Everyone in the NBA world seems to be asking about Dante Exum right now.
I’ve seen the reports calling him an “international man of mystery,” and while I see the fun in such a title, there is plenty of information out there about Dante Exum if teams and members of the media are willing to pick up the phone.
In the past few months I’ve heard from a bunch of respected basketball people here in Australia who have been taking calls from NBA GMs and scouts about Exum, some have even had a few quiet questions about Ben Simmons, who is still a few years from NBA eligibility.
But I wanted to give readers my thoughts on Exum from my time dealing with him as an Australian journalist.
He has to get stronger, has to improve his jump shot and will take time to adapt to playing 82 games – you could say that about everyone in the draft.
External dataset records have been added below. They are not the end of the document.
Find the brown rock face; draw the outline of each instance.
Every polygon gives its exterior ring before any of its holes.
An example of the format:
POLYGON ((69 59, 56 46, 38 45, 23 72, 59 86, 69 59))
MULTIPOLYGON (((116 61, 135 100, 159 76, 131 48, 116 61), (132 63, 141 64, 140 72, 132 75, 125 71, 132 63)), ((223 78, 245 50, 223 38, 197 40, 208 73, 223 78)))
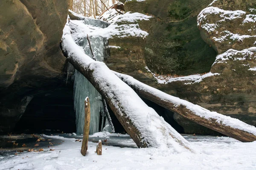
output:
MULTIPOLYGON (((256 1, 217 0, 209 6, 212 2, 127 2, 125 11, 153 16, 137 22, 148 35, 110 40, 110 45, 120 48, 111 48, 105 61, 111 69, 166 93, 256 125, 256 1), (219 74, 198 82, 159 84, 145 66, 173 77, 219 74)), ((175 113, 174 118, 185 133, 216 134, 175 113)))
POLYGON ((63 79, 68 8, 67 0, 0 1, 0 130, 13 128, 31 96, 63 79))

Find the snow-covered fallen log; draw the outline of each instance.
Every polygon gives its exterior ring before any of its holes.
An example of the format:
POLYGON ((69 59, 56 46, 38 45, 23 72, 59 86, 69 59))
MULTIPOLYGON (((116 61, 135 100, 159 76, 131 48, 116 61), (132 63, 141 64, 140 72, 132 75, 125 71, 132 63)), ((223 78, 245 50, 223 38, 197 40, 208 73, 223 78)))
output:
POLYGON ((256 128, 240 120, 169 95, 132 77, 114 72, 141 97, 199 125, 243 142, 256 140, 256 128))
POLYGON ((148 107, 128 85, 103 62, 86 55, 73 41, 67 23, 61 46, 64 56, 105 99, 139 147, 169 148, 173 152, 192 151, 189 144, 148 107))

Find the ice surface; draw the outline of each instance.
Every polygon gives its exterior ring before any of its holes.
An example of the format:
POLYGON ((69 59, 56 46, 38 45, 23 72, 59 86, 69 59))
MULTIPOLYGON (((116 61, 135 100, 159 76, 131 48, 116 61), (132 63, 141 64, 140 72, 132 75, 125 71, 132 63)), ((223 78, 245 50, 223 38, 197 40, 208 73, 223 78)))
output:
MULTIPOLYGON (((81 142, 76 142, 74 139, 56 136, 65 142, 53 148, 44 148, 44 152, 18 153, 8 159, 1 158, 0 170, 256 169, 256 142, 242 143, 226 137, 186 135, 184 137, 195 146, 198 153, 173 153, 169 150, 132 148, 129 145, 134 146, 134 144, 128 136, 115 135, 113 140, 119 139, 118 142, 126 147, 104 145, 102 140, 102 155, 99 156, 95 152, 98 144, 89 142, 87 155, 83 156, 80 153, 81 142), (49 151, 50 149, 55 150, 49 151)), ((112 136, 109 137, 102 138, 108 139, 107 144, 111 142, 112 136)), ((95 141, 99 139, 90 139, 95 141)))
POLYGON ((119 116, 126 116, 141 132, 139 135, 142 143, 146 142, 151 147, 169 148, 172 153, 194 151, 179 133, 105 64, 95 61, 85 54, 83 49, 75 43, 70 31, 69 24, 67 23, 62 36, 62 50, 76 65, 88 70, 99 89, 104 89, 106 98, 111 99, 109 103, 118 109, 119 116))
MULTIPOLYGON (((104 28, 110 24, 104 21, 86 17, 82 18, 81 21, 83 22, 84 25, 90 27, 93 29, 93 28, 104 28)), ((70 25, 73 25, 73 27, 72 27, 73 31, 76 31, 76 26, 72 23, 70 25)), ((76 42, 81 46, 84 53, 92 58, 88 40, 86 38, 87 35, 83 35, 86 37, 80 37, 79 40, 75 36, 73 37, 77 40, 76 42)), ((91 35, 89 36, 89 39, 96 60, 103 61, 106 38, 102 36, 91 35)), ((109 122, 104 113, 101 95, 84 76, 76 70, 74 81, 74 104, 76 115, 76 131, 79 134, 83 133, 84 124, 84 99, 87 96, 89 97, 90 105, 90 134, 103 130, 111 132, 111 128, 110 129, 108 128, 109 126, 107 126, 109 122), (102 123, 101 127, 99 127, 101 115, 102 123)))

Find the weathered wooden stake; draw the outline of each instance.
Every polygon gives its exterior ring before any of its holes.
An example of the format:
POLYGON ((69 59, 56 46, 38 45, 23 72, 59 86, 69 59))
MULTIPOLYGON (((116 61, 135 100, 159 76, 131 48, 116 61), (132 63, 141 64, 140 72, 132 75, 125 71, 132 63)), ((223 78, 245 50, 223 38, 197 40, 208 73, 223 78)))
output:
POLYGON ((102 145, 101 140, 99 140, 99 144, 96 147, 96 152, 98 155, 102 155, 102 145))
POLYGON ((88 148, 88 140, 90 130, 90 109, 89 97, 87 97, 84 100, 84 137, 82 143, 81 153, 83 156, 86 155, 88 148))

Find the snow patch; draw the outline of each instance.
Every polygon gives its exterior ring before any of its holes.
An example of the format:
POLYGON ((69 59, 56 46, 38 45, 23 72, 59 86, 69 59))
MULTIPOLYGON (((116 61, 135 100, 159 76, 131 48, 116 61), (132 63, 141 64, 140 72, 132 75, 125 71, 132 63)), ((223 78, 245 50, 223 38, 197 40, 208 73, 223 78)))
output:
POLYGON ((224 53, 218 55, 216 57, 216 60, 212 64, 212 65, 216 63, 220 62, 227 63, 226 60, 244 60, 247 59, 252 60, 256 59, 256 55, 254 53, 256 52, 256 47, 251 47, 248 49, 245 49, 242 51, 235 50, 230 49, 224 53), (236 56, 236 58, 233 57, 236 56), (241 56, 241 57, 238 57, 241 56))
POLYGON ((212 73, 210 72, 204 74, 191 75, 188 76, 183 76, 178 77, 173 77, 171 76, 165 76, 163 75, 156 75, 153 74, 159 84, 167 84, 173 82, 186 81, 185 85, 199 83, 203 81, 206 77, 219 75, 219 73, 212 73))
But mentally, psychologically I have no doubt he is ready to be a pro and will make whoever drafts him better.
I’ve only chatted with Exum a couple of times and same with his dad, Cecil Exum, who is a highly respected person within basketball in Victoria, my home state.
Each time I’ve walked away (or hung up the phone) believing Exum has a good head on his shoulders, a great family behind him and a strong heart in his chest.
The Exum story is a good one and one which would not be foreign to families through the western world.
His dad came out to Australia after a successful college career with North Carolina.
He was a respectable, hard-working import who took care of his teammates and generally did the right thing in all circumstances.
As such he kept getting contracts and made a good career in the Australian NBL.
Along the way he did what several US imports at that time did, he decided to make his life in Australia and as such went on to work in Victoria, coach and play in our state league competitions while he and his wife, Desiree, raised their kids, one of which is Dante.
Talk about Dante’s talents only started a few years back when he made our under-17 national team, previously he had played at junior level for Victoria and looked a promising talent.
About that time the Australian national team, known as the Boomers, were coached by a bloke named Brett Brown, you will now know him as coach of Philadelphia 76ers.
Brown knew how good Dante could be so he promoted him to the Boomers training camp, even though he still hadn’t turned 16.
Once in the national team set-up and playing against international talent, people both here and overseas realised just how good he could be.
The first time I spoke with Dante he was at a camp for the Australian under-19 side which was in Europe and about to head to the world championships.
At the time he was projected to be a possible NBA draft pick but his future plans were completely unknown, as such there was almost no media coverage of him in Australia.
When we spoke the team had recently found out one of their best shooters, a guy named Mirko Djeric, was going to miss the tournament as he had been shot in the leg at a house party in Sydney.
When I asked Dante about it he spoke like a seasoned veteran, saying how much their friend would be missed and that the team would be playing for him.
That seems like a response anyone could make but several months later I was in Sydney for the Australian league (known as NBL) preseason tournament where Djeric was playing with Townsville Crocs.
During the Crocs first game, I noticed Exum and two of his Australian under-19 teammates quietly walk into the stadium.
At half time those same boys went and greeted Djeric’s very nervous family who were watching his first serious game since returning from the shooting.
His family had been riding each of Djeric’s shots, each time he hit the floor or took a foul.
But when those boys came over to them they all exchanged hugs and kisses like long-lost family – turning up at that game said more about Exum and his teammates than any conversation could tell you.
I spoke to him a few months later after ESPN’s Chad Ford listed him third in his 100 players list.
Exum was training with the Boomers and loving the chance to battle NBA guards Patty Mills and Matt Dellavedova and European veterans like Joe Ingles and Brad Newley.
He seemed more excited about being in the national team setup than anything else.
At this time talk was building that he would definitely be heading to the NBA but Exum made it clear he was torn both ways between having the college experience his dad had at North Carolina or fast-tracking his career to the NBA.
His biggest learning curve was facing the physical strength of playing against men like Mills and Dellavedova – but from all accounts I received Dante more than held his own.
When ESPN reported in January that Exum would enter the draft, suddenly every person with a camera or microphone went looking for Dante.
He was in Canberra, training at the Australian Institute of Sport, so was quite hard to find.
I sent him a couple of texts asking if he had a few minutes to talk, I didn’t hear anything from him all day until just before 4pm when he called me back saying he was more than happy to talk and was held up training.
This time he made it clear he had noted the extra analysis US college stars like Jabari Parker and Andrew Wiggins had faced during their freshman seasons – he knew it was time for him to go pro.
In the past year I have talked to lots of people who have worked closely with Exum, so often the conversation begins with “don’t report this but Dante did this”.
I won’t break those confidences but each time they told me stories of him going the extra mile for a teammate, telling volunteers or officials he appreciated their work and similar gestures.
Dante has been a heart-beat away from the NBA for over a year now but hasn’t let it change his values – if that isn’t the best possible indication of his ability to handle the NBA, then I don’t know what is.